# Hood Hinge Question



## joedee (Dec 13, 2012)

Hi,
Hood on my 68 GTO will not line up (too high) at the back on the passenger side. Drivers side is also high but not as bad. I tried the pushing the hood all the way up and adjusting the hinge down at the back I read about here. Did not work. If the hinges are worn could this be the problem? I don't want to buy new ones if there is something else I should try. Is there a way to check the hinges to see if they are worn? Help please.

Thank you,
Joe


----------



## bondobill (Oct 24, 2011)

Probably worn rivots. After you close the hood can you push the back down?
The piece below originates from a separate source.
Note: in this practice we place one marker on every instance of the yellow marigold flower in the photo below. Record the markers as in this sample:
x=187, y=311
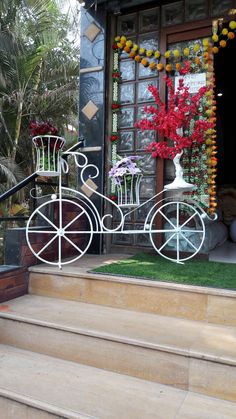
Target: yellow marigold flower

If so, for sure your pivot points and rivets are worn. With the hinges removed there shouldn't be any movement from side to side in the pivot points
There are places that can repair them.
I found a topic somewhere on DIY repair by removing the rivets drilling out the holes some and installing a brass sleeve with stainless bolts.
I actually tried it on one of my sons 68 hood hinge, it seemed to worked rather well, never had a chance to install it on the car tho....we found a nice set on O.E.s.

Bill


----------



## joedee (Dec 13, 2012)

bondobill said:


> Probably worn rivots. After you close the hood can you push the back down? If so, for sure your pivot points and rivets are worn. With the hinges removed there shouldn't be any movement from side to side in the pivot points
> There are places that can repair them.
> I found a topic somewhere on DIY repair by removing the rivets drilling out the holes some and installing a brass sleeve with stainless bolts.
> I actually tried it on one of my sons 68 hood hinge, it seemed to worked rather well, never had a chance to install it on the car tho....we found a nice set on O.E.s.
> ...


I can push the back down but it only moves a little bit down and not enough to line up as it should. Since it only move a little does that mean the hinges are good and just not adjusted correctly? I have a friend coming over tonight to help hold the hood while I adjust it. I was doing it myself before and it is possible there is more room to go down in the back on the hinges with some help.


----------



## bondobill (Oct 24, 2011)

It could just be the adjustment. Normally if the hinges are worn you can push the hood down in the back quit a ways.
You haven't by chance recently replaced the weatherstrip on the cowl ?
Reason I ask, we had everything working and lined up perfect on my sons 68 until we installed a new weatherstrip on the cowl. 

Bill


----------



## joedee (Dec 13, 2012)

bondobill said:


> It could just be the adjustment. Normally if the hinges are worn you can push the hood down in the back quit a ways.
> You haven't by chance recently replaced the weatherstrip on the cowl ?
> Reason I ask, we had everything working and lined up perfect on my sons 68 until we installed a new weatherstrip on the cowl.
> 
> Bill


Thanks for the info Bill. Yes I did change the weatherstrip but I saw your post about that and took it off the car to see if that was my problem. It was not.
Hope it all works out good tonight. I have been working on the car for months after I got it back from paint. There is a car show this Sat that I want to go to but I keep running into problems like this. My list to finish is small but not much time left. I feel like I am on one of those car shows with a dead line to meet.
:cheers
Joe


----------



## joedee (Dec 13, 2012)

Got it all fixed. Friend came over and with his help a good push up on the hood with the bolts loose we were able to tip the hinges down in the back and it closes like it should now.

Joe


----------